Though Dr. Rodriguez and his team decided to perform the procedure, another person would play perhaps an even more instrumental role in Underwood’s transplant: the donor.

On January 4, 2018, after Underwood had been on a waitlist for six months, a donor was found. His name was Will Fisher, pictured below. A 23-year-old Manhattan resident and student at Johns Hopkins University in Baltimore, Fisher was also a chess champion, filmmaker, aspiring writer, and, of course, an organ donor.

When Underwood received the call that a donor had been found, he and his family immediately packed their bags and headed for New York City. It was in the middle of a “bomb cyclone” snowstorm, but they had no time to waste.

Needless to say, Underwood was nervous, but leading up to the surgery, he had a chance to talk to one of the only other people in the world who truly understood what he was going through: Richard Norris, one of Dr. Rodriguez’s previous face transplant patients. That helped ease his nerves.

On surgery day, Underwood and his family walked into the hospital through a haze of snow, and suddenly, “it got real,” he says. The surgery began on January 5, around 7:30 in the morning. The next day, he was taken from the operating room with a brand new face.

He saw his new face for the first time about 10 days after surgery and was “blown away,” he says. “From having just a hole for a mouth, a couple teeth, and no nose, to having all of that almost overnight… It was definitely a relief. I feel really lucky to get something like this.”

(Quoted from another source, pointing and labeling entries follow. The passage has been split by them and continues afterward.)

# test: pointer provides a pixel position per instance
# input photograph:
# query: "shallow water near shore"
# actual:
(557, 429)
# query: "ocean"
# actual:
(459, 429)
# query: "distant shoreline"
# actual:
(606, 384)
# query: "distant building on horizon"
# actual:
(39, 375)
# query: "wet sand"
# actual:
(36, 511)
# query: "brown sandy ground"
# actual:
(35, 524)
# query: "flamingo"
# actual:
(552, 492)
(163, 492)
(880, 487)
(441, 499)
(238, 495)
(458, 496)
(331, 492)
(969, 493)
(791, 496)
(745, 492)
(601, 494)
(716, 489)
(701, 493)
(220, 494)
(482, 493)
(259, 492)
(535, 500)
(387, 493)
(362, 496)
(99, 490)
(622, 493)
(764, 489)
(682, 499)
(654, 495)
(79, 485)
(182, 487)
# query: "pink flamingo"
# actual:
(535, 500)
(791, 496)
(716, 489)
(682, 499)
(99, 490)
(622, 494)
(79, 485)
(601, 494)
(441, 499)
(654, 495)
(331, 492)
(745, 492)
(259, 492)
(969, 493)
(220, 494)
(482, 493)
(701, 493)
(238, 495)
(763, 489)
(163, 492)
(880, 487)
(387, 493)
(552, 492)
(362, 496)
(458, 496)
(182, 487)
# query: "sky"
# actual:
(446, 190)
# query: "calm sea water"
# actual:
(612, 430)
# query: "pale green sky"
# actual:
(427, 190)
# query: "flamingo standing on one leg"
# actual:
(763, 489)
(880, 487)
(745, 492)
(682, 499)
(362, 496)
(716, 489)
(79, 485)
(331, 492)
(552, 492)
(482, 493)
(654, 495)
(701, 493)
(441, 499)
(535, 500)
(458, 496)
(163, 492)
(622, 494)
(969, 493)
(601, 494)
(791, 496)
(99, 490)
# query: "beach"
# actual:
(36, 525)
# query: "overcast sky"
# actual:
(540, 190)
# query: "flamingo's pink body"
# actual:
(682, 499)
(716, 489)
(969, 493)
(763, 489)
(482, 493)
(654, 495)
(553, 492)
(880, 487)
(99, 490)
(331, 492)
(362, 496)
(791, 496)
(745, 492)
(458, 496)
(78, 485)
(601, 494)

Underwood feels a lot better mentally too. He manages his mental health through therapy and medication, and he knows he can always count on his family for support. “I still have bad days and good days, I think just like anybody else, but overall it’s a lot better.”

He’s also still learning to use his new face. At a press conference at NYU Langone in November, Dr. Rodriguez compared the feeling in Underwood’s facial muscles for the first few months post-surgery to being on novocaine. He continues to work on using his new facial muscles through physical therapy, a process that could take three to five years.

Along with his new face, Underwood has developed a special bond with Will Fisher’s family, and Bailey-Potter says she knows they’ll have that connection forever. 

“Being a part of this experience has been a source of strength for me during a very difficult time,” Fisher’s mother, Sally, said in a statement released by NYU Langone. “I don’t think I would have survived Will’s death if not for Cameron. Cameron has his whole life ahead of him—and I love the idea that Willie is helping him have a better life.”

At the press conference in November, surrounded by both his own family and the Fishers, Underwood summed up his experience: “I think it’s important to share my story to help inspire others to have hope and seek help. I’m so grateful to have a face transplant, which has given me a second chance at life… I have been able to get back to many of the activities I love, like being outdoors, playing sports, and spending time with my friends and family. I hope to get back to work soon, too, and one day, to start a family… It hasn’t been easy, but it has been worth it.”